Today, only limited types of specified domestic transactions are covered under Section 92BA.
Key Takeaways
Here’s a quick summary in points:
- Section 92BA deals with specified domestic transactions between related Indian entities.
- It applies when total transactions exceed ₹20 crore.
- Companies must maintain records and get a transfer pricing report (Form 3CEB).
- The goal is to ensure fair taxation and prevent manipulation of profits.
- Arm’s Length Price is an important concept under this section.
- Some parts of Section 92BA were deleted in 2017 to make compliance easier.
Conclusion
Section 92BA of the Income Tax Act is all about making sure that big business transactions within India happen at fair market prices. It prevents companies from shifting profits to related parties to save taxes.

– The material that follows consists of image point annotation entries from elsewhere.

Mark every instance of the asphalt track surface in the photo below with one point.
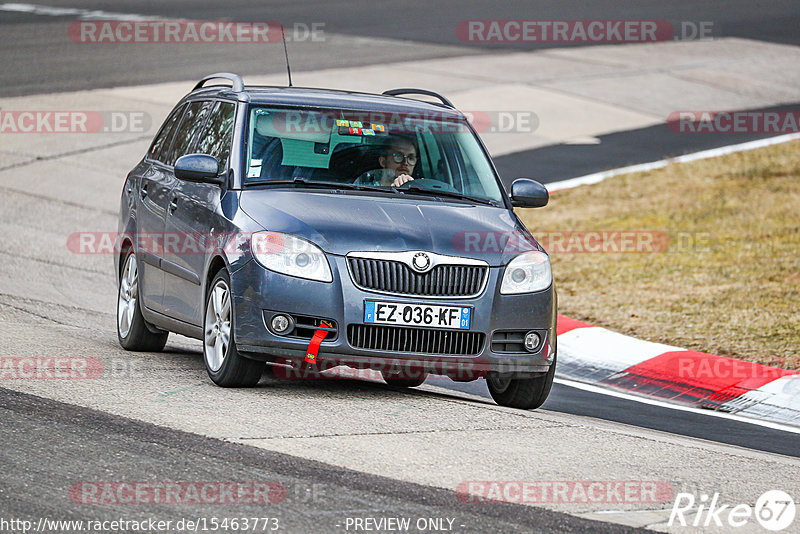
(318, 497)
(34, 61)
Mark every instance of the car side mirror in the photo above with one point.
(198, 168)
(527, 193)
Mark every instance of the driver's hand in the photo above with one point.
(400, 180)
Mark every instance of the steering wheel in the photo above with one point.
(428, 183)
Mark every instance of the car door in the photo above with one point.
(195, 213)
(154, 185)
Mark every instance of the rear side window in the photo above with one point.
(190, 125)
(216, 137)
(164, 135)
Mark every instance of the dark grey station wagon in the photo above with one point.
(301, 229)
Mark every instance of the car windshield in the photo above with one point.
(370, 150)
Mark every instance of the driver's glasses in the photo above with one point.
(398, 157)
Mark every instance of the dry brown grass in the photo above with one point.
(737, 294)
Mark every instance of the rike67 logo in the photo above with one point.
(774, 510)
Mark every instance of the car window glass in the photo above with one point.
(162, 139)
(190, 125)
(216, 137)
(361, 148)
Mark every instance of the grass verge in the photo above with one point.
(715, 260)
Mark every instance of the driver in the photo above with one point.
(397, 164)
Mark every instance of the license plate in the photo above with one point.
(397, 313)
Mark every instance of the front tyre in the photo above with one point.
(226, 367)
(524, 393)
(132, 330)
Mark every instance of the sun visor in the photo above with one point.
(295, 125)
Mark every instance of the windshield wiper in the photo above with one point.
(449, 194)
(302, 182)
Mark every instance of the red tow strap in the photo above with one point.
(316, 340)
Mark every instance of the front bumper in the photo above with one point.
(256, 290)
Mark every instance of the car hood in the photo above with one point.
(345, 222)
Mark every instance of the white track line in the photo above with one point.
(705, 154)
(83, 14)
(664, 404)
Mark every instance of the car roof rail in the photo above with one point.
(410, 91)
(236, 80)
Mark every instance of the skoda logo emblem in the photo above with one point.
(420, 261)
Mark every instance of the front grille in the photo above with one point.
(415, 340)
(397, 277)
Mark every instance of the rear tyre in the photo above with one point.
(226, 367)
(398, 381)
(523, 393)
(132, 330)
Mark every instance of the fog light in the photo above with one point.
(532, 341)
(280, 324)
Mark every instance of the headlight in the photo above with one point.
(287, 254)
(528, 272)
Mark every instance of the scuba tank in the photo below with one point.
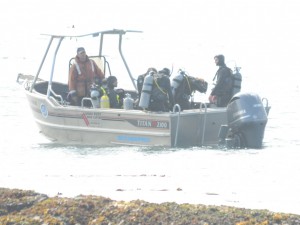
(237, 81)
(104, 101)
(177, 81)
(146, 91)
(128, 102)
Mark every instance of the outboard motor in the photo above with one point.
(237, 81)
(247, 119)
(177, 81)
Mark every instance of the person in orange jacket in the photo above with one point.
(83, 73)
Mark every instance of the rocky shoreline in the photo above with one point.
(24, 207)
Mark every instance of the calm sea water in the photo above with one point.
(267, 178)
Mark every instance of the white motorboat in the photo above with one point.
(241, 124)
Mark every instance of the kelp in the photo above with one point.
(21, 207)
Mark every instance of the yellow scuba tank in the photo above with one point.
(104, 101)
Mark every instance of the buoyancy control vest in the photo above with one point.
(146, 91)
(177, 80)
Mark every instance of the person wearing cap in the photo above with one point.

If you are a business owner and your company does large transactions with related companies or units, you must understand Section 92BA. Keeping proper records and following transfer pricing rules will save you from penalties and audits.
Always consult a tax expert or a Chartered Accountant to stay compliant and avoid trouble with tax authorities!
Also Read:
- Income Tax Act eBook
- What is Income Tax Act?
- Income Tax Act 1961 – Explained
- Understanding Tax Invoices
Frequently Asked Questions
What is Section 92BA of Income Tax Act?
Section 92BA talks about certain big transactions between related companies in India. These transactions must follow special rules to make sure the prices are fair and taxes are correctly paid. It mainly applies to specified domestic transactions over a certain limit.
What are Specified Domestic Transactions (SDT)?
Specified Domestic Transactions (SDT) are large value transactions between related Indian companies. These include buying or selling goods, services, or making payments where special tax deductions are involved. SDTs must be done at fair market prices to ensure proper tax is paid.
What is the threshold limit under Section 92BA?
The threshold limit under Section 92BA is ₹20 crore. If the total value of specified domestic transactions in a financial year is more than ₹20 crore, then the company must follow transfer pricing rules and submit a special report to the Income Tax Department.
What is an Arm’s Length Price in simple words?
An Arm’s Length Price is the price two unrelated companies would agree on in a fair, open market. Related companies must use this fair price when they buy, sell, or exchange goods or services. It ensures that no company pays less tax by setting fake prices.
Is Section 92BA still fully applicable today?
Some parts of Section 92BA have been removed to make things easier for businesses. For example, payments to related persons are no longer included. But large transactions between related companies are still covered if they cross ₹20 crore, and proper documentation is still required.